Air bersih adalah air yang digunakan untuk keperluan sehari-hari yang
kualitasnya memenuhi syarat kesehatan dan dapat diminum apabila telah
dimasak. Air minum adalah air yang kualitasnya memenuhi syarat kesehatan dan
dapat langsung diminum. Syarat-syarat Kualitas Air Bersih diantaranya adalah
sebagai berikut :
 Syarat Fisik : Tidak berbau, tidak berasa, dan tidak berwarna
 Syarat Kimia : Kadar Besi : maksimum yang diperbolehkan 0,3 mg/l,
Kesadahan (maks 500 mg/l)
 Syarat Mikrobiologis : Koliform tinja/total koliform (maks 0 per 100 ml air)

Air adalah sangat penting bagi kehidupan manusia. Manusia lebih cepat
meninggal karena kekurangan air dari pada kekurangan makanan. Tubuh orang
dewasa terdiri dari 70 % air. Menurut WHO, di negara maju tiap orang
memerlukan air antara 60-120 liter perhari. Negara berkembang termasuk
Indonesia memerlukan air antara 30-60 l/h.

B. Pembuangan Tinja
Metode pembuangan tinja yang baik yaitu dengan jamban dengan syarat
sebagai berikut:
1. Tanah permukaan tidak boleh terjadi kontaminasi
2. Tidak boleh terjadi kontaminasi pada air tanah yang mungkin memasuki mata
air atau sumur
3. Tidak boleh terkontaminasi air permukaan
4. Tinja tidak boleh terjangkau oleh lalat dan hewan lain
5. Tidak boleh terjadi penanganan tinja segar ; atau, bila memang benar-benar
diperlukan, harus dibatasi seminimal mungkin
6. Jamban harus babas dari bau atau kondisi yang tidak sedap dipandang
7. Metode pembuatan dan pengoperasian harus sederhana dan tidak mahal
8. Yang dimaksud kotoran manusia adalah semua benda atau zat yang tidak
dipakai lagi oleh tubuh dan yang harus dikeluarkan dari dalam tubuh. Zat-zat
yang harus dikeluarkan dari dalam tubuhh ini berbentuk tinja (faeces), air seni
(urine) dan CO2 sebagai hasil dari proses pernafasan
9. Pembuangan kotoran manusia dalam ilmu kesehatan lingkungan
dimaksudkan hanya tempat pembuangan tinja dan urine, pada umumnya
disebut latrine, jamban atau kakus. Penyediaan sarana jamban merupakan
bagian dari usaha sanitasi yang cukup penting peranannya. Ditinjau dari
sudut kesehatan lingkungan pembuangan kotoran yang tidak saniter akan
dapat mencemari lingkungan terutama tanah dan sumber air.

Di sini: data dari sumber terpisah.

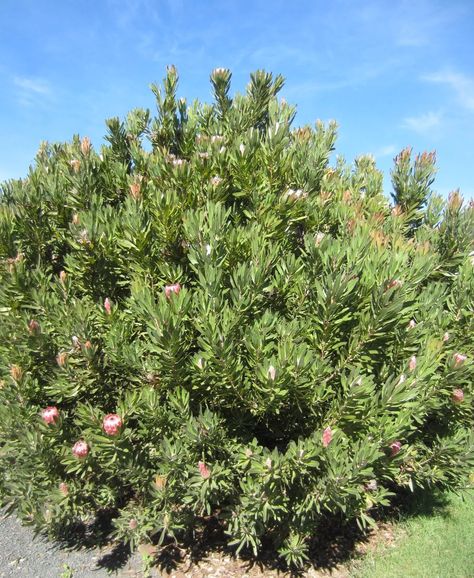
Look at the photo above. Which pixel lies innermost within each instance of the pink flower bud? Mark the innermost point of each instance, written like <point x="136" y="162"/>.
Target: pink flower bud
<point x="80" y="449"/>
<point x="63" y="488"/>
<point x="112" y="424"/>
<point x="169" y="289"/>
<point x="50" y="414"/>
<point x="395" y="447"/>
<point x="33" y="327"/>
<point x="327" y="437"/>
<point x="459" y="359"/>
<point x="108" y="306"/>
<point x="204" y="470"/>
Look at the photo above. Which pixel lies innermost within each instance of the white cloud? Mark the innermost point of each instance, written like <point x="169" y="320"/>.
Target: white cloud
<point x="423" y="122"/>
<point x="462" y="85"/>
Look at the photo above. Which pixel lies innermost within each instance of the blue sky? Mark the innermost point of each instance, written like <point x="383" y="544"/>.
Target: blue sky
<point x="392" y="73"/>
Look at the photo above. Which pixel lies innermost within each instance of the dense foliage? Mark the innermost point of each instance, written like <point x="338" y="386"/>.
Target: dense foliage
<point x="206" y="319"/>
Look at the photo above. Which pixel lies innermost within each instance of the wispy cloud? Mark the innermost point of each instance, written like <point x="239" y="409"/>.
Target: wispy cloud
<point x="462" y="85"/>
<point x="422" y="123"/>
<point x="31" y="90"/>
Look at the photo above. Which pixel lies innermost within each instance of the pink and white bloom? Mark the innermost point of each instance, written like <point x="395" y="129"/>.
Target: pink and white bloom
<point x="80" y="449"/>
<point x="111" y="424"/>
<point x="395" y="447"/>
<point x="50" y="414"/>
<point x="108" y="306"/>
<point x="459" y="359"/>
<point x="204" y="470"/>
<point x="457" y="396"/>
<point x="327" y="437"/>
<point x="169" y="289"/>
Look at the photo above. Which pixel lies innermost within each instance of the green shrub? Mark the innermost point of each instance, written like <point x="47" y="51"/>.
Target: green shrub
<point x="206" y="320"/>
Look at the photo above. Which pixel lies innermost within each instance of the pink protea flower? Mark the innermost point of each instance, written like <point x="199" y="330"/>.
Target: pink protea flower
<point x="112" y="424"/>
<point x="395" y="447"/>
<point x="457" y="396"/>
<point x="63" y="488"/>
<point x="108" y="306"/>
<point x="169" y="289"/>
<point x="271" y="373"/>
<point x="50" y="414"/>
<point x="33" y="327"/>
<point x="80" y="449"/>
<point x="204" y="470"/>
<point x="327" y="437"/>
<point x="459" y="359"/>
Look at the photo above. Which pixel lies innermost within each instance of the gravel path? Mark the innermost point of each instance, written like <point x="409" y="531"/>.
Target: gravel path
<point x="22" y="555"/>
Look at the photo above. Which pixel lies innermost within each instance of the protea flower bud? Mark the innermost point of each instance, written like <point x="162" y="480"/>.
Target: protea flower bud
<point x="271" y="373"/>
<point x="204" y="470"/>
<point x="327" y="437"/>
<point x="61" y="358"/>
<point x="111" y="424"/>
<point x="63" y="488"/>
<point x="459" y="359"/>
<point x="80" y="449"/>
<point x="50" y="414"/>
<point x="395" y="447"/>
<point x="108" y="306"/>
<point x="16" y="372"/>
<point x="169" y="289"/>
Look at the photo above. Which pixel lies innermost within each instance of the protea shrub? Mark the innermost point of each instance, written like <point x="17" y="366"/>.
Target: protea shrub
<point x="207" y="319"/>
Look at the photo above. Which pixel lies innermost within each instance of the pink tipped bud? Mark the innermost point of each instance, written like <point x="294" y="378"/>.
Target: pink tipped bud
<point x="327" y="437"/>
<point x="169" y="289"/>
<point x="271" y="373"/>
<point x="112" y="424"/>
<point x="63" y="488"/>
<point x="108" y="306"/>
<point x="395" y="447"/>
<point x="80" y="449"/>
<point x="33" y="327"/>
<point x="204" y="470"/>
<point x="50" y="414"/>
<point x="459" y="359"/>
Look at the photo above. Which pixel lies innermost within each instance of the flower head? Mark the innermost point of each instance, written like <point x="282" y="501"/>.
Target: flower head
<point x="112" y="424"/>
<point x="80" y="449"/>
<point x="204" y="470"/>
<point x="327" y="437"/>
<point x="50" y="414"/>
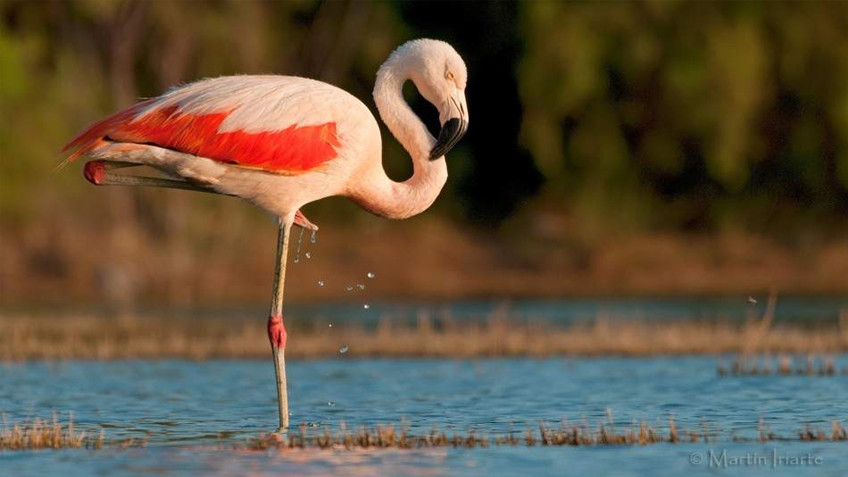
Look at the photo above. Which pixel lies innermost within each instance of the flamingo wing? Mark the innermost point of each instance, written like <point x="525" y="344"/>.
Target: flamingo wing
<point x="277" y="124"/>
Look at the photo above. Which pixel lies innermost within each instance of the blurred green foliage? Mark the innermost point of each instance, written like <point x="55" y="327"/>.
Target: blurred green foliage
<point x="651" y="114"/>
<point x="690" y="114"/>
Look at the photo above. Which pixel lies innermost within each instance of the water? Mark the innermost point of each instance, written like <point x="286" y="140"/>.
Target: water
<point x="192" y="413"/>
<point x="795" y="309"/>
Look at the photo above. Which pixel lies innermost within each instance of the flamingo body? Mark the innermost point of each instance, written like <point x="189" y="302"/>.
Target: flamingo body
<point x="277" y="141"/>
<point x="281" y="142"/>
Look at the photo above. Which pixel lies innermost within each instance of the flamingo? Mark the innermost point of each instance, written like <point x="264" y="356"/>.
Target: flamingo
<point x="281" y="142"/>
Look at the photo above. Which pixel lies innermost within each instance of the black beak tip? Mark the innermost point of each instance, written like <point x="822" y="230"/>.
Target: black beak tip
<point x="452" y="131"/>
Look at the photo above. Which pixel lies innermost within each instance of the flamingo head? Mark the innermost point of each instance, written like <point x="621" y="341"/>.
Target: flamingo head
<point x="440" y="75"/>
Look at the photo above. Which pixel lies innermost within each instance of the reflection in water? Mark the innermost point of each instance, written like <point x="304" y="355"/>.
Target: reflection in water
<point x="192" y="414"/>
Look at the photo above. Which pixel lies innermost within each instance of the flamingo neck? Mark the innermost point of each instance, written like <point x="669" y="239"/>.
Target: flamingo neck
<point x="380" y="194"/>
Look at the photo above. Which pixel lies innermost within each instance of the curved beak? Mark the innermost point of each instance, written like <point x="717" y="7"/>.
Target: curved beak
<point x="454" y="127"/>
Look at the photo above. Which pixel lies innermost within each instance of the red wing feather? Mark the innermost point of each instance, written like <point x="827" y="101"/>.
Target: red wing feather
<point x="291" y="150"/>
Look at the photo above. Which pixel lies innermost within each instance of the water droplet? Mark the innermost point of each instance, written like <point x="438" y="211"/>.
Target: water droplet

10. Pembuangan tinja yang tidak saniter akan menyebabkan berbagai macam
penyakit seperti : thypus, disentri, kolera, bermacam-macam cacing (gelang,
kremi, tambang dan pita), schistosomiasis dan sebagainya.
11. Kementerian Kesehatan telah menetapkan syarat dalam membuat jamban
sehat. Ada beberapa kriteria yang harus diperhatikan :
a. Tidak mencemari air
b. Tidak mencemari tanah permukaan
c. Bebas dari serangga
d. Tidak menimbulkan bau dan nyaman digunakan
C. Pengelolaan Limbah Cair
Air Limbah adalah air buangan yang dihasilkan dari suatu proses pruduksi
industri maupun domestik (rumah tangga), yang terkadang kehadirannya pada
suatu saat dan tempat tertentu tidak dikehendaki lingkungan karena tidak
memiliki nilai ekonomis. Dalam konsentrasi dan kuantitas tertentu, kehadiran
limbah dapat berdampak negative terhadap lingkungan tertutama kesehatan
manusia sehingga dilakukan penanganan terhadap limbah.Air kotor adalah air
bekas pakai yang sudah tidak memenuhi syarat kesehatan lagi dan harus
dibuang agar tidak menimbulkan wabah penyakit.
D. Pengelolaan Sampah
Pengertian Sampah Berdasarkan Undang-Undang No. 18 Tahun 2008
tentang sampah, sampah adalah sisa kegiatan sehari-hari manusia dan/atau
proses alam yang berbentuk padat. Pengelolaan sampah dimaksudkan adalah
kegiatan yang sistematis, menyeluruh, dan berkesinambungan yang meliputi
pengurangan sampah dan penanganan sampah. Sampah-Berdasarkan sifat fisik
dan kimianya sampah dapat digolongkan menjadi:
a. Sampah ada yang mudah membusuk terdiri atas sampah organik seperti
Sampah sisa sayuran, Sampah sisa daging, Sampah daun dan Sampah
lain-lain;
b. Sampah yang tidak mudah membusuk seperti Sampah plastik, Sampah
kertas, Sampah karet, Sampah logam, Sampah sisa bahan bangunan dan
Sampah lain-lain;
c. Sampah yang berupa debu/abu;
d. Sampah yang berbahaya (B3) bagi kesehatan, seperti sampah berasal
dari Sampah industri dan Sampah rumah sakit yang mengandung zat-zat
kimia dan agen penyakit yang berbahaya.
Pengelolaan sampah bertujuan untuk meningkatkan kesehatan
masyarakat dan kualitas lingkungan serta menjadikan sampah sebagai
sumberdaya. Dari sudut pandang kesehatan lingkungan, pengelolaan sampah
dipandang baik jika sampah tersebut tidak menjadi media berkembang
biaknya bibit penyakit serta sampah tersebut tidak menjadi medium perantara
menyebarluasnya suatu penyakit. Syarat lainnya yang harus dipenuhi, yaitu
tidak mencemari udara, air dan tanah, tidak menimbulkan bau (tidak
mengganggu nilai estetis), tidak menimbulkan kebakaran dan yang lainnya.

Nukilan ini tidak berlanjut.